La controversia suscitada desde el corazón morelense del vanguardista benedictino que finalmente abandonó la vida monacal, medio siglo antes de conocerse públicamente el caso Maciel, culminó con la clausura del monasterio, el subsecuente repudio de sus propuestas apoyadas, como se sabe, por dos inteligencias críticas de excepción: un asimismo acosado Iván Ilich –fundador del CIDOC- y el Obispo de Cuernavaca Sergio Méndez Arceo, también impugnado desde que, en 1959, osó pedir la intervención disciplinaria del Vaticano a los abusos contra menores cometidos por el “Legionario de Cristo”. Sellada como secreto de Estado, su carta dirigida a Arcadio Larraona, a cargo de la Congregación de Religiosos de la Santa Sede, es un testimonio invaluable para demostrar que si “las cosas del palacio van despacio”, peor se complican cuando comprometen el supuesto prestigio de un psicópata religioso apreciado no por sus virtudes, sino por sus negocios lucrativos disfrazados de escuelas y seminarios “al servicio del Señor”.
Muchos valoramos en su momento la invaluable contribución del belga Lemercier –egresado de la Universidad de Lovaina-, Ilich (políglota austro-croata-sefaradita-americano) y Méndez Arceo, a quienes conocí personalmente cuando durante los setenta me escapaba de la atribulada UNAM para recibir sus maravillosas lecciones vivas. Su herencia no se limitó a poner el dedo en la llaga eclesial. En CIDOC, por cuya amplitud de miras comencé a estudiar el mejor legado de la Residencia de Estudiantes de Madrid, aprendí a valorar otras líneas de pensamiento. De McLuhan a Paolo Freire, las conferencias regulares atraían a las mentes más connotadas: nada qué ver con lo que podía aprender entonces en la Facultad de Ciencias Políticas y Sociales, donde también los maestros se entretenían acosando alumnas.
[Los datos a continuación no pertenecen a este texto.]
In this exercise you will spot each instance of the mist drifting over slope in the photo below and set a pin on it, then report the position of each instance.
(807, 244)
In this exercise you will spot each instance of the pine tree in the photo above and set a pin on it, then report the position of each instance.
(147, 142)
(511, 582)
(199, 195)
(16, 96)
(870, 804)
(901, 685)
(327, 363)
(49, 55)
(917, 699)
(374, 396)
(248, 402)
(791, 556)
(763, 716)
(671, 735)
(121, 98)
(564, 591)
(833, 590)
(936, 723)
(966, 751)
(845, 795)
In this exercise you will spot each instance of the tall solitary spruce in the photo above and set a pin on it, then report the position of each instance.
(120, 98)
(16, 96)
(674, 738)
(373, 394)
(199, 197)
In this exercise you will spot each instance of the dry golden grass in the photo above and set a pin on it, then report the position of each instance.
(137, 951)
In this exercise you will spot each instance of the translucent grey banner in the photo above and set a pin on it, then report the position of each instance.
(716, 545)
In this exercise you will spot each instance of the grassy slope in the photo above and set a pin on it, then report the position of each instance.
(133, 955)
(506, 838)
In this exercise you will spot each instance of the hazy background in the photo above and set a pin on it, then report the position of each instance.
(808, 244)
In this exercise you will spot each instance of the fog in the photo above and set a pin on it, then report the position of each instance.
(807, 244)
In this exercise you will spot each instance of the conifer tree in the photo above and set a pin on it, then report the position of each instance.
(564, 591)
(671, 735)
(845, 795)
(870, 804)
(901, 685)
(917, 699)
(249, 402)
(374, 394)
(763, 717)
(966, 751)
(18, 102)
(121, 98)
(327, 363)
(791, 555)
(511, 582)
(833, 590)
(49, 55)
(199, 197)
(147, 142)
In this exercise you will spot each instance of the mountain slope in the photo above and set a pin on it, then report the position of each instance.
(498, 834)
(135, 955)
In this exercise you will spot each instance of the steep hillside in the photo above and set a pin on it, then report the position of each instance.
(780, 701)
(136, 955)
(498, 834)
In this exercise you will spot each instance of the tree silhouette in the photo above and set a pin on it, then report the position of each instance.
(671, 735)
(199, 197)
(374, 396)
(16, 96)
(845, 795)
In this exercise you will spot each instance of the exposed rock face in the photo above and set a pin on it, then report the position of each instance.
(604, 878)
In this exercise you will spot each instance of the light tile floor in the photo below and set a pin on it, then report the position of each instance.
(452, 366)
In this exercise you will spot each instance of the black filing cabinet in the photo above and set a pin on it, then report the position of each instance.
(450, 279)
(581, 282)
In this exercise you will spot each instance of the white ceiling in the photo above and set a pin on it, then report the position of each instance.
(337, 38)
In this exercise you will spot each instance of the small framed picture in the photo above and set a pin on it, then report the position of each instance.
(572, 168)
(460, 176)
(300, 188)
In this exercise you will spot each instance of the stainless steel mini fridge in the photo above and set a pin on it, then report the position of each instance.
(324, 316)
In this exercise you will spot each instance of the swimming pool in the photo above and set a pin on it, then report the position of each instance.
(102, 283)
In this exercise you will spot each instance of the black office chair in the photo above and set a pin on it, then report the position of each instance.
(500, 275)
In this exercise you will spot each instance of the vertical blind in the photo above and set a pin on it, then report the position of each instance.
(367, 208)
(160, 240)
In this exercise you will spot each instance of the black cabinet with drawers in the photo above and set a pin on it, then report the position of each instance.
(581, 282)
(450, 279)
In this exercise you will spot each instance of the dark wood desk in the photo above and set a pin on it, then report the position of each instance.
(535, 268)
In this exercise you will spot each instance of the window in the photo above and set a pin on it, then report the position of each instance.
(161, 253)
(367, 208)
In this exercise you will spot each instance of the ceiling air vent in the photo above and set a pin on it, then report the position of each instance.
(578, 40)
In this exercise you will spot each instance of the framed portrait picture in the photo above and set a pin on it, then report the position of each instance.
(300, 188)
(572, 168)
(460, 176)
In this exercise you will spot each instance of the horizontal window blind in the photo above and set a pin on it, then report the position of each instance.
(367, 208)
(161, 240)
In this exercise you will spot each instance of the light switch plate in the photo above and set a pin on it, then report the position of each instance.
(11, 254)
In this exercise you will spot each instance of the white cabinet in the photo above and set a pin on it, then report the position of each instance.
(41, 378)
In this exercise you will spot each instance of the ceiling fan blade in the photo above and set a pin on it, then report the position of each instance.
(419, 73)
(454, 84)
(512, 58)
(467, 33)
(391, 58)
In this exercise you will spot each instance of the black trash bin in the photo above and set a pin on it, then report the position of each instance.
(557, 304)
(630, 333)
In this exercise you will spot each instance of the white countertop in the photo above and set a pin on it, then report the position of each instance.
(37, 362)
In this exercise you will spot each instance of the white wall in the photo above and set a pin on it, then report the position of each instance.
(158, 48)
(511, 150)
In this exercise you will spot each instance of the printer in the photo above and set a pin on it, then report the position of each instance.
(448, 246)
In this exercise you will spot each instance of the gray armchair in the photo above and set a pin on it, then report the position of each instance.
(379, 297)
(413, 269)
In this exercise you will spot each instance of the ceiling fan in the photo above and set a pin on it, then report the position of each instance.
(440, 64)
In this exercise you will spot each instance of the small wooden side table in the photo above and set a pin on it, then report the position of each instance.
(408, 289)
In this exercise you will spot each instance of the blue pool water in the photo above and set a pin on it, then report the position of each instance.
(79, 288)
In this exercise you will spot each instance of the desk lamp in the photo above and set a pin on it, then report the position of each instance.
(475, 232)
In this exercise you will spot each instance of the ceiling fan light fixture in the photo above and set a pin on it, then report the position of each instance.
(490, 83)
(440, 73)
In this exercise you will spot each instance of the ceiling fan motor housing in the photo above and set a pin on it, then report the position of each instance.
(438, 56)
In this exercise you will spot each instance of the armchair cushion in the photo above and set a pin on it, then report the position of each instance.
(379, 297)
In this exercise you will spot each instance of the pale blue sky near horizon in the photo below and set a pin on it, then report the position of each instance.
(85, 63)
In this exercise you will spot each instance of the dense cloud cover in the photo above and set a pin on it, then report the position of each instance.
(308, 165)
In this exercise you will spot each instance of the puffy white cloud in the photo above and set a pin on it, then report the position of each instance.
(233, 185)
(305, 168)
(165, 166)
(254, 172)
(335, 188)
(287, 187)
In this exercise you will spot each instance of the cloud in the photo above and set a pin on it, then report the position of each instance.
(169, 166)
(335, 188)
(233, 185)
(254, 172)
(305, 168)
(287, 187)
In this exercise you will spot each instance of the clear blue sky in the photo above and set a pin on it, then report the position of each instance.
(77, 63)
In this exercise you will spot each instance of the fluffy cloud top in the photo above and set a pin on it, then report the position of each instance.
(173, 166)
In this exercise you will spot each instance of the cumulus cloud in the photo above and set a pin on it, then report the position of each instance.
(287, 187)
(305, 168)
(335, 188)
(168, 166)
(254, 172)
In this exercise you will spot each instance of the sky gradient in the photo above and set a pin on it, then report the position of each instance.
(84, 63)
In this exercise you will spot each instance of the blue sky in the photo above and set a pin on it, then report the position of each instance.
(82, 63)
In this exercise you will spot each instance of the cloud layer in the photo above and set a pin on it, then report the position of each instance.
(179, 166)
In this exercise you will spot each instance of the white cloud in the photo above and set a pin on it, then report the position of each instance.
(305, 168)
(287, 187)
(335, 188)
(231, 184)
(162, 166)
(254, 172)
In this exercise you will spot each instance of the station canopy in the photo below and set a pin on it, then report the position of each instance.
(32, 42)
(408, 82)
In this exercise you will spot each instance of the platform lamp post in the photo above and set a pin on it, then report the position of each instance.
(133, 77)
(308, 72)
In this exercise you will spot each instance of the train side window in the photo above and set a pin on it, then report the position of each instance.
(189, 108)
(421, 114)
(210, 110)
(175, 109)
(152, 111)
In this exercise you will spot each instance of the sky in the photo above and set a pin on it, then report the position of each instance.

Allí descubrí el yoga y el valor de la meditación. También, el salto revolucionario de las ideas al diseño gráfico, a la concepción arquitectónica desde un minimalismo que se anticipó décadas a su reconocimiento y a otras maneras de vivir la espiritualidad, cuyo mejor testimonio quedaría en la renovación de la hermosa catedral de Cuernavaca, a cargo de un Méndez Arceo a quien no arredraron las críticas airadas por su postura social a favor de los pobres y los indios ni las amenazas de los conservacionistas.
Si la Iglesia llegara a salvarse no será, por consiguiente, por los defensores del pudridero, sino por teólogos como Leonard Boff o Helder Câmara; por papas como Francisco y, por supuesto, por mentes tan avanzadas como las congregadas entonces en un estado de Morelos que brilló con la luz de lo posible y deseable hasta que el hachazo de la intolerancia convirtió a la región en sede de secuestradores, narcotraficantes y criminales en vez de haber apostado por la continuidad de sus invaluables y aún insuperadas propuestas educativas, estéticas y de investigación.